Neither spoke till they reached the appointed tryst. The others were not there, and, waiting for them, Pauline sat on a mossy stone, Gilbert leaned against the granite boulder beside her, and both silently surveyed a scene that made the heart glow, the eye kindle with delight as it swept down from that airy height, across valleys dappled with shadow and dark with untrodden forests, up ranges of majestic mountains, through gap after gap, each hazier than the last, far out into that sea of blue which rolls around all the world. Behind them roared the waterfall swollen with autumn rains and hurrying to pour itself into the rocky basin that lay boiling below, there to leave its legacy of shattered trees, then to dash itself into a deeper chasm, soon to be haunted by a tragic legend and go glittering away through forest, field, and intervale to join the river rolling slowly to the sea. Won by the beauty and the grandeur of the scene, Pauline forgot she was not alone, till turning, she suddenly became aware that while she scanned the face of nature her companion had been scanning hers. What he saw there she could not tell, but all restraint had vanished from his manner, all reticence from his speech, for with the old ardor in his eye, the old impetuosity in his voice, he said, leaning down as if to read her heart, “This is the moment I have waited for so long. For now you see what I see, that both have made a bitter blunder, and may yet repair it. Those children love each other; let them love, youth mates them, fortune makes them equals, fate brings them together that we may be free.

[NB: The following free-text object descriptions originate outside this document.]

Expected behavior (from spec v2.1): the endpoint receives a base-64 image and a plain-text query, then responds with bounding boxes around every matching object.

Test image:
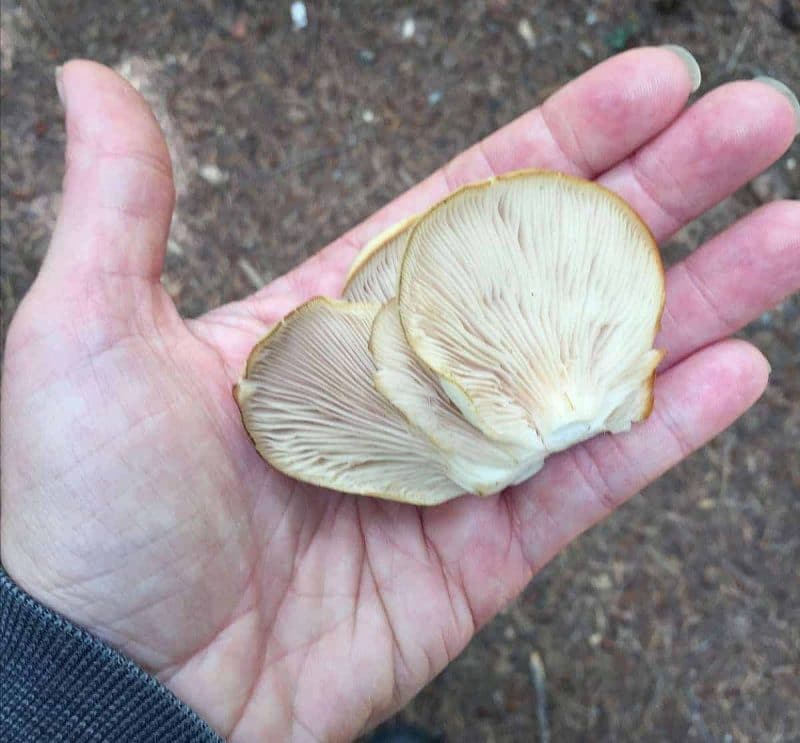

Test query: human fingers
[598,78,799,241]
[658,199,800,370]
[40,60,175,294]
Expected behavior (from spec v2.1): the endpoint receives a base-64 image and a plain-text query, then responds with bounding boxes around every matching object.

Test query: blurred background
[1,1,798,740]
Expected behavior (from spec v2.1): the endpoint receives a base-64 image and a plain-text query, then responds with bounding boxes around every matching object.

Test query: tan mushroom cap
[398,170,666,452]
[342,215,418,303]
[235,298,464,505]
[370,300,545,494]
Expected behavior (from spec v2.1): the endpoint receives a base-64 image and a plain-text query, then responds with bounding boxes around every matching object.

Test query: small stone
[491,688,505,708]
[167,239,184,256]
[401,18,415,40]
[287,106,306,123]
[578,41,594,59]
[231,13,248,40]
[290,1,308,30]
[427,90,442,106]
[517,18,537,48]
[589,632,603,647]
[586,9,599,25]
[750,169,793,202]
[698,498,716,510]
[362,109,375,123]
[786,156,796,171]
[358,48,376,64]
[591,573,612,591]
[199,164,229,185]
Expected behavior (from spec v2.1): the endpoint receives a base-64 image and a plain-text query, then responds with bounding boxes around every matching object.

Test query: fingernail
[661,45,702,93]
[55,65,67,109]
[754,76,800,136]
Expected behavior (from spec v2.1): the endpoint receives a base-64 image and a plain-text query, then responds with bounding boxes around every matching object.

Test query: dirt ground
[1,1,798,741]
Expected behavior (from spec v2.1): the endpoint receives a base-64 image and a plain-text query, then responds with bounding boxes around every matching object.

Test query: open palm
[2,51,798,741]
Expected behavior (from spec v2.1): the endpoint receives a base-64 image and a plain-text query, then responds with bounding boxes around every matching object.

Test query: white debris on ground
[199,164,229,185]
[748,157,798,203]
[238,257,267,289]
[517,18,537,48]
[290,1,308,31]
[401,18,415,40]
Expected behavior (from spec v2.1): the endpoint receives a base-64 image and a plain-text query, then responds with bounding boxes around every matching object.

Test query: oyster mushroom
[397,170,665,453]
[237,170,665,504]
[235,298,463,505]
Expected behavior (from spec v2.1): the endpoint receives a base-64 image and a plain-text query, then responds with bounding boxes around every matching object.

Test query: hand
[2,50,798,741]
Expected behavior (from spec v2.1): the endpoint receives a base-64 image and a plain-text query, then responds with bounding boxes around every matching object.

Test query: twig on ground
[725,23,753,74]
[238,257,266,290]
[529,650,550,743]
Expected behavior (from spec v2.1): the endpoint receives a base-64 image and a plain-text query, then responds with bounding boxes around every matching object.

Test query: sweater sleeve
[0,567,224,742]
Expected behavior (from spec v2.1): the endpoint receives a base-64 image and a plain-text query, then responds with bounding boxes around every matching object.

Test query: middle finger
[598,79,798,242]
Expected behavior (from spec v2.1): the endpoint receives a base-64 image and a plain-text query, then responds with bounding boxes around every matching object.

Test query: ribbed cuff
[1,567,224,742]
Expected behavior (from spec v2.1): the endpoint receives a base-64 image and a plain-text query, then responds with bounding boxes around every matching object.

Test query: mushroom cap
[235,298,464,505]
[342,215,418,303]
[398,170,665,452]
[370,300,545,494]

Accept this freedom as I do, and come out into the world with me to lead the life you were born to enjoy.”

With the first words he uttered Pauline felt that the time had come, and in the drawing of a breath was ready for it, with every sense alert, every power under full control, every feature obedient to the art which had become a second nature. Gilbert had seized her hand, and she did not draw it back; the sudden advent of the instant which must end her work sent an unwonted color to her cheek, and she did avert it; the exultation which flashed into her eyes made it unsafe to meet his own, and they drooped before him as if in shame or fear, her whole face woke and brightened with the excitement that stirred her blood. She did not seek to conceal it, but let him cheat himself with the belief that love touched it with such light and warmth, as she softly answered in a voice whose accents seemed to assure his hope.